Larson complains about the government's failure to raise its sovereign immunity argument in the district court. The government's failure to do so, in addition to its failure initially to compute accurately the interest actually earned, resulted in a misdirection of resources in the district court. Sovereign immunity, however, is a jurisdictional defense that may be raised for the first time in the court of appeals. Edelman v. Jordan, 415 U.S. 651, 677-78 (1974); Parker v. Universidad de Puerto Rico, 225 F.3d 1, 9 (1st Cir. 2000) (citing Edelman). An appellate court may, indeed, raise the issue sua sponte, so the fact that the government has not cross-appealed here is of no consequence. See Roe v. Cheyenne Mountain Conf. Resort, Inc., 124 F.3d 1221, 1227-28 (10th Cir. 1997) (jurisdictional argument may be heard without a cross appeal, even where the argument would result in vacation of the judgment and the partial relief awarded to the appellant); Sherman v. Community Consol. Sch. Dist., 980 F.2d 437, 440 (7th Cir. 1992) (appellee's jurisdictional argument must be considered, even where no cross appeal filed); see also 15A Charles Alan Wright, Arthur R. Miller & Edward H. Cooper, Federal Practice & Procedure § 3904 (2d ed. Supp. 2001) ("A cross-appeal [] is not necessary to challenge the subject-matter jurisdiction of the district court, under the well-established rule that both district court and appellate courts are obliged to raise such questions on their own initiative."). "Nothing can justify adjudication of a suit in which . . . there is some [] obstacle to justiciability." Sherman, 980 F.2d at 440.

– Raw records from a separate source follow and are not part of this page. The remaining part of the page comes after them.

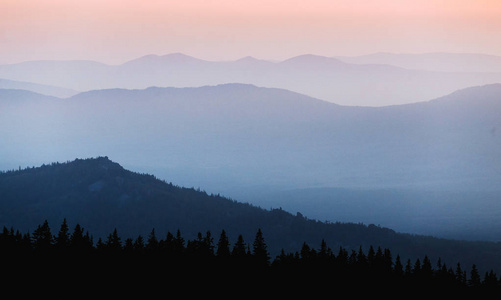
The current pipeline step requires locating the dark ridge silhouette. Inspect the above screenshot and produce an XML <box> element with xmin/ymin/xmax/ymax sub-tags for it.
<box><xmin>0</xmin><ymin>219</ymin><xmax>501</xmax><ymax>298</ymax></box>
<box><xmin>0</xmin><ymin>157</ymin><xmax>501</xmax><ymax>273</ymax></box>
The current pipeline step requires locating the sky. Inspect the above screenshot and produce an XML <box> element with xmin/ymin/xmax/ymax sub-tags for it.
<box><xmin>0</xmin><ymin>0</ymin><xmax>501</xmax><ymax>64</ymax></box>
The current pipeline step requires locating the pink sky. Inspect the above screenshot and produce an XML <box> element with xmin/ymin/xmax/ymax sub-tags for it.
<box><xmin>0</xmin><ymin>0</ymin><xmax>501</xmax><ymax>64</ymax></box>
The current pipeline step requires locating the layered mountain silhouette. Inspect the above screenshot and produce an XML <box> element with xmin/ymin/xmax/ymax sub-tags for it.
<box><xmin>0</xmin><ymin>84</ymin><xmax>501</xmax><ymax>239</ymax></box>
<box><xmin>0</xmin><ymin>78</ymin><xmax>78</xmax><ymax>98</ymax></box>
<box><xmin>0</xmin><ymin>53</ymin><xmax>501</xmax><ymax>106</ymax></box>
<box><xmin>0</xmin><ymin>157</ymin><xmax>501</xmax><ymax>272</ymax></box>
<box><xmin>335</xmin><ymin>52</ymin><xmax>501</xmax><ymax>72</ymax></box>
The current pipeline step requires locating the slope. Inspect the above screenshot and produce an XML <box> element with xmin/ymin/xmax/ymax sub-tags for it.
<box><xmin>0</xmin><ymin>157</ymin><xmax>501</xmax><ymax>271</ymax></box>
<box><xmin>0</xmin><ymin>53</ymin><xmax>501</xmax><ymax>106</ymax></box>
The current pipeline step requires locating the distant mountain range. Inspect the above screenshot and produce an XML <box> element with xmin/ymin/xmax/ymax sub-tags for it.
<box><xmin>0</xmin><ymin>78</ymin><xmax>79</xmax><ymax>98</ymax></box>
<box><xmin>0</xmin><ymin>157</ymin><xmax>501</xmax><ymax>274</ymax></box>
<box><xmin>335</xmin><ymin>52</ymin><xmax>501</xmax><ymax>73</ymax></box>
<box><xmin>0</xmin><ymin>53</ymin><xmax>501</xmax><ymax>106</ymax></box>
<box><xmin>0</xmin><ymin>84</ymin><xmax>501</xmax><ymax>238</ymax></box>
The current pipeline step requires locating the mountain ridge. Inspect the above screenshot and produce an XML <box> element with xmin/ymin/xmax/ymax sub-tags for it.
<box><xmin>0</xmin><ymin>156</ymin><xmax>501</xmax><ymax>271</ymax></box>
<box><xmin>0</xmin><ymin>53</ymin><xmax>501</xmax><ymax>106</ymax></box>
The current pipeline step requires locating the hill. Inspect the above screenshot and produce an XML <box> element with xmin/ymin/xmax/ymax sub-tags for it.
<box><xmin>0</xmin><ymin>78</ymin><xmax>78</xmax><ymax>98</ymax></box>
<box><xmin>0</xmin><ymin>53</ymin><xmax>501</xmax><ymax>106</ymax></box>
<box><xmin>0</xmin><ymin>157</ymin><xmax>501</xmax><ymax>278</ymax></box>
<box><xmin>0</xmin><ymin>84</ymin><xmax>501</xmax><ymax>241</ymax></box>
<box><xmin>336</xmin><ymin>53</ymin><xmax>501</xmax><ymax>72</ymax></box>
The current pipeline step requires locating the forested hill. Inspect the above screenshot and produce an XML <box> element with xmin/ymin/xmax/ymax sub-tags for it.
<box><xmin>0</xmin><ymin>157</ymin><xmax>501</xmax><ymax>273</ymax></box>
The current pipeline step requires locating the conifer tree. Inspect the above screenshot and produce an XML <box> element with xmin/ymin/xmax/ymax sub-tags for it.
<box><xmin>55</xmin><ymin>219</ymin><xmax>70</xmax><ymax>249</ymax></box>
<box><xmin>468</xmin><ymin>264</ymin><xmax>482</xmax><ymax>288</ymax></box>
<box><xmin>252</xmin><ymin>228</ymin><xmax>270</xmax><ymax>265</ymax></box>
<box><xmin>216</xmin><ymin>229</ymin><xmax>230</xmax><ymax>257</ymax></box>
<box><xmin>32</xmin><ymin>220</ymin><xmax>53</xmax><ymax>251</ymax></box>
<box><xmin>146</xmin><ymin>228</ymin><xmax>159</xmax><ymax>251</ymax></box>
<box><xmin>231</xmin><ymin>234</ymin><xmax>246</xmax><ymax>257</ymax></box>
<box><xmin>393</xmin><ymin>254</ymin><xmax>404</xmax><ymax>277</ymax></box>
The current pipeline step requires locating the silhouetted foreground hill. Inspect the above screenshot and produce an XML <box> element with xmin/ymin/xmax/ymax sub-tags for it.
<box><xmin>0</xmin><ymin>157</ymin><xmax>501</xmax><ymax>280</ymax></box>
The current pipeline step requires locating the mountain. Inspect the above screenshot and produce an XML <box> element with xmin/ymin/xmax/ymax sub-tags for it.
<box><xmin>335</xmin><ymin>52</ymin><xmax>501</xmax><ymax>73</ymax></box>
<box><xmin>0</xmin><ymin>53</ymin><xmax>501</xmax><ymax>106</ymax></box>
<box><xmin>0</xmin><ymin>157</ymin><xmax>501</xmax><ymax>272</ymax></box>
<box><xmin>0</xmin><ymin>78</ymin><xmax>78</xmax><ymax>98</ymax></box>
<box><xmin>0</xmin><ymin>84</ymin><xmax>501</xmax><ymax>241</ymax></box>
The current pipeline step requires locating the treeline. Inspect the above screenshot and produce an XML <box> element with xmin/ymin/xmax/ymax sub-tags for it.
<box><xmin>0</xmin><ymin>220</ymin><xmax>501</xmax><ymax>293</ymax></box>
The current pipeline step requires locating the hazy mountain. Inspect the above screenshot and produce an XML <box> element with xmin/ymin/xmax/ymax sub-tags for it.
<box><xmin>0</xmin><ymin>53</ymin><xmax>501</xmax><ymax>106</ymax></box>
<box><xmin>0</xmin><ymin>84</ymin><xmax>501</xmax><ymax>239</ymax></box>
<box><xmin>0</xmin><ymin>78</ymin><xmax>79</xmax><ymax>98</ymax></box>
<box><xmin>0</xmin><ymin>157</ymin><xmax>501</xmax><ymax>272</ymax></box>
<box><xmin>335</xmin><ymin>52</ymin><xmax>501</xmax><ymax>72</ymax></box>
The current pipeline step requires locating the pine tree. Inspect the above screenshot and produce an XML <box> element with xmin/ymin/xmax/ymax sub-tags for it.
<box><xmin>55</xmin><ymin>219</ymin><xmax>70</xmax><ymax>249</ymax></box>
<box><xmin>231</xmin><ymin>234</ymin><xmax>246</xmax><ymax>257</ymax></box>
<box><xmin>394</xmin><ymin>255</ymin><xmax>404</xmax><ymax>277</ymax></box>
<box><xmin>468</xmin><ymin>264</ymin><xmax>481</xmax><ymax>288</ymax></box>
<box><xmin>252</xmin><ymin>229</ymin><xmax>270</xmax><ymax>265</ymax></box>
<box><xmin>216</xmin><ymin>229</ymin><xmax>230</xmax><ymax>258</ymax></box>
<box><xmin>146</xmin><ymin>228</ymin><xmax>159</xmax><ymax>251</ymax></box>
<box><xmin>32</xmin><ymin>220</ymin><xmax>53</xmax><ymax>251</ymax></box>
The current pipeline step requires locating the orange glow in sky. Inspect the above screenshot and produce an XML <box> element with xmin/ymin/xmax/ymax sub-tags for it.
<box><xmin>0</xmin><ymin>0</ymin><xmax>501</xmax><ymax>64</ymax></box>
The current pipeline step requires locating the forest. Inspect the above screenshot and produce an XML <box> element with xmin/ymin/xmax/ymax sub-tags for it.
<box><xmin>0</xmin><ymin>219</ymin><xmax>501</xmax><ymax>295</ymax></box>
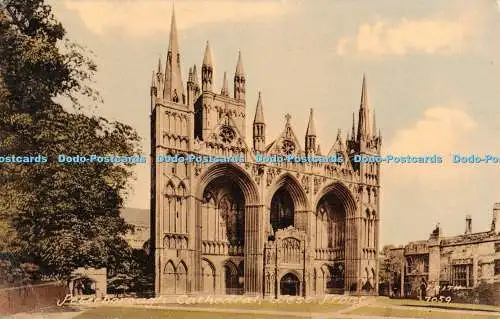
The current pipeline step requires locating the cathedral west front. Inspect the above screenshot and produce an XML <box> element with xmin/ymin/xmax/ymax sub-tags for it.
<box><xmin>150</xmin><ymin>9</ymin><xmax>381</xmax><ymax>298</ymax></box>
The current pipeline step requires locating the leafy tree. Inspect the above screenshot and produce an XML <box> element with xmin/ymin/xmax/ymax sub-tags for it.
<box><xmin>0</xmin><ymin>0</ymin><xmax>139</xmax><ymax>278</ymax></box>
<box><xmin>379</xmin><ymin>245</ymin><xmax>405</xmax><ymax>296</ymax></box>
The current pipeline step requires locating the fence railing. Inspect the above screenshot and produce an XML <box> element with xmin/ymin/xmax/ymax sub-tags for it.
<box><xmin>0</xmin><ymin>282</ymin><xmax>68</xmax><ymax>315</ymax></box>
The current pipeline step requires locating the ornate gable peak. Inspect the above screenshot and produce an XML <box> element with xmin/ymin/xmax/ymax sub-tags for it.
<box><xmin>328</xmin><ymin>129</ymin><xmax>346</xmax><ymax>156</ymax></box>
<box><xmin>275</xmin><ymin>226</ymin><xmax>306</xmax><ymax>241</ymax></box>
<box><xmin>266</xmin><ymin>114</ymin><xmax>303</xmax><ymax>155</ymax></box>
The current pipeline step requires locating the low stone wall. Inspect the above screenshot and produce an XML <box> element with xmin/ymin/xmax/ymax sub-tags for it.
<box><xmin>0</xmin><ymin>282</ymin><xmax>68</xmax><ymax>315</ymax></box>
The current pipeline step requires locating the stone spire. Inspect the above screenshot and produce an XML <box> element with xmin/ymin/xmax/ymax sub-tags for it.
<box><xmin>234</xmin><ymin>51</ymin><xmax>246</xmax><ymax>101</ymax></box>
<box><xmin>193</xmin><ymin>64</ymin><xmax>200</xmax><ymax>85</ymax></box>
<box><xmin>306</xmin><ymin>109</ymin><xmax>316</xmax><ymax>136</ymax></box>
<box><xmin>220</xmin><ymin>72</ymin><xmax>229</xmax><ymax>96</ymax></box>
<box><xmin>358</xmin><ymin>74</ymin><xmax>372</xmax><ymax>141</ymax></box>
<box><xmin>234</xmin><ymin>51</ymin><xmax>245</xmax><ymax>76</ymax></box>
<box><xmin>253</xmin><ymin>92</ymin><xmax>266</xmax><ymax>153</ymax></box>
<box><xmin>151</xmin><ymin>69</ymin><xmax>158</xmax><ymax>110</ymax></box>
<box><xmin>305</xmin><ymin>108</ymin><xmax>316</xmax><ymax>154</ymax></box>
<box><xmin>163</xmin><ymin>7</ymin><xmax>185</xmax><ymax>104</ymax></box>
<box><xmin>253</xmin><ymin>92</ymin><xmax>264</xmax><ymax>124</ymax></box>
<box><xmin>201</xmin><ymin>41</ymin><xmax>214</xmax><ymax>91</ymax></box>
<box><xmin>351</xmin><ymin>112</ymin><xmax>356</xmax><ymax>141</ymax></box>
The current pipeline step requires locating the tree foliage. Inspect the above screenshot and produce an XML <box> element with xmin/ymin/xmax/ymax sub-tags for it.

The judgment is vacated, and the matter is remanded for entry of judgment in favor of the government.
Notes:
The procedural history of Larson's claim is complex, but largely irrelevant for purposes of the appeal. Larson first filed an administrative claim, which was denied. He then filed suit in the district court, which dismissed on the grounds that the claim was more properly one to be filed with the U.S. Court of Federal Claims. That court found it lacked jurisdiction because the district court had exclusive jurisdiction over matters involving forfeiture. Larson then filed a new suit in the district court.
The House Report took this view notwithstanding that, at the time if was written, only the Ninth Circuit had taken a position on the pre-judgment interest question, and, as above indicated, the Ninth Circuit had allowed interest.